Rabbi Dov Ber era rinomato per la sua grande erudizione della Torà e la profondità dei suoi insegnamenti Chassidici, come pure per il suo grande amore per ogni ebreo. Questa breve biografia descrive le sue attività per migliorare le vite degli ebrei sia fisicamente che spiritualmente.

In questo articolo: I primi anni La prigionia

I primi anni

Rabbi DovBer, figlio del fondatore di Chabad, era chiamato il Mitteler Rebbe (Rebbe intermedio, ovvero uno delle prime tre generazioni di rebbe di Chabad), egli sviluppò la filosofia di suo padre e interpretò il significato e le varie fasi intricate in un modo molto chiaro.

I suoi commenti sui testi originali di suo padre sono ricchi di discussioni dettagliate dell’ideologia di Rabbi Schneur Zalman e la precisione e chiarezza sono un segno del livello dell’autore.

È interessante notare che quando la novità della dipartita di Rabbi Schneur Zalman giunse a S Pietroburgo, il ministro della guerra riunì una sessione speciale del Gabinetto per mandare un messaggio di condoglianze alla famiglia in lutto.

Il messaggio ufficiale fu portato a Rabbi Dov Ber a Kremenchug dai rappresentanti del governo di Poltava, Tchernigov e Odessa con una richiesta su di quale sia il modo migliore nel quale la Russia potrebbe ripagare il Rebbe di Lubavitch per l’incoraggiamento che Rabbi Schneur Zalman diede allo Zar durante la guerra Napoleonica.

Il figlio ed il successore della prima guida di Chabad non chiese nulla per sé, ma chiese che il governo Russo si comporti in maniera benevola verso gli ebrei del paese e un miglioramento della loro situazione economica.

Rabbi DovBer continuò il lavoro iniziato dal suo illustre padre, seguendo la sua strada.
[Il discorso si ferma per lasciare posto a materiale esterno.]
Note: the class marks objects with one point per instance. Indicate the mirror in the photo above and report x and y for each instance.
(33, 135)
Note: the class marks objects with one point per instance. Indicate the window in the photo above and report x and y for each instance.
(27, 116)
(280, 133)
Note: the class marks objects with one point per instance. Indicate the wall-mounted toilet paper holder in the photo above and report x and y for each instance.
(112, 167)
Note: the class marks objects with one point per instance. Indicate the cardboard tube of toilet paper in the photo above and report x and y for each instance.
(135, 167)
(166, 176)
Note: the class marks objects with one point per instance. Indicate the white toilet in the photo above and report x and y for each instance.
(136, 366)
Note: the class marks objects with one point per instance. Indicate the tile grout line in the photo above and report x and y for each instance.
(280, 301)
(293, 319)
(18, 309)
Oltre all’espansione delle dottrine e della filosofia Chabad egli si dedicò alle attività communitarie e sociali iniziate dallo stesso. Era molto dotato a livello intellettivo ed era un oratore d’eccellenza.

Inevitabilmente, la guerra Napoleonica interruppe la vita ebraica in modo grave, tuttavia, durante il periodo di Rabbi DovBer, ci fu un risveglio del chassidismo e i giovani allievi si dedicarono allo studio dello stesso.
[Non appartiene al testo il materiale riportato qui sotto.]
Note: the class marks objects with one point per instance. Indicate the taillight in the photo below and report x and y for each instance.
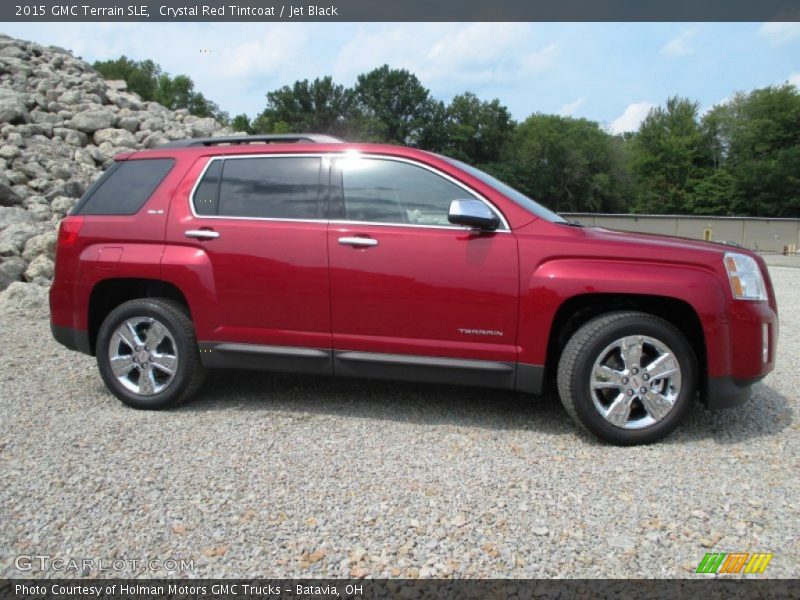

Il Mitteler Rebbe cercò di convincere gli ebrei del paese di lasciare i lavori precari sui quali dipendevano, incoraggiandoli ad andare a vivere nei villaggi dove avrebbero potuto lavorare la terra, imparare nuovi mestieri o lavori artigianali per avere un introito costante. Lo scopo era di eliminare l’insicurezza economica e le preoccupazioni ad essa connessa.

Non meno importante, questo stile di vita non interferirebbe con il loro modo di vivere la religione ebraica in modo completo e sincero. Ecco una lettera che il Mitteler Rebbe scrisse alla comunità:

Ho la seguente proposta da fare riguardo il ribasso di guadagno e il forte aumento del numero di coloro senza fonte di profitto che soffrono povertà estrema nella città, e risultando nei problemi della disoccupazione e le energie fuorviate dei giovani, che vogliono davvero trovare lavoro.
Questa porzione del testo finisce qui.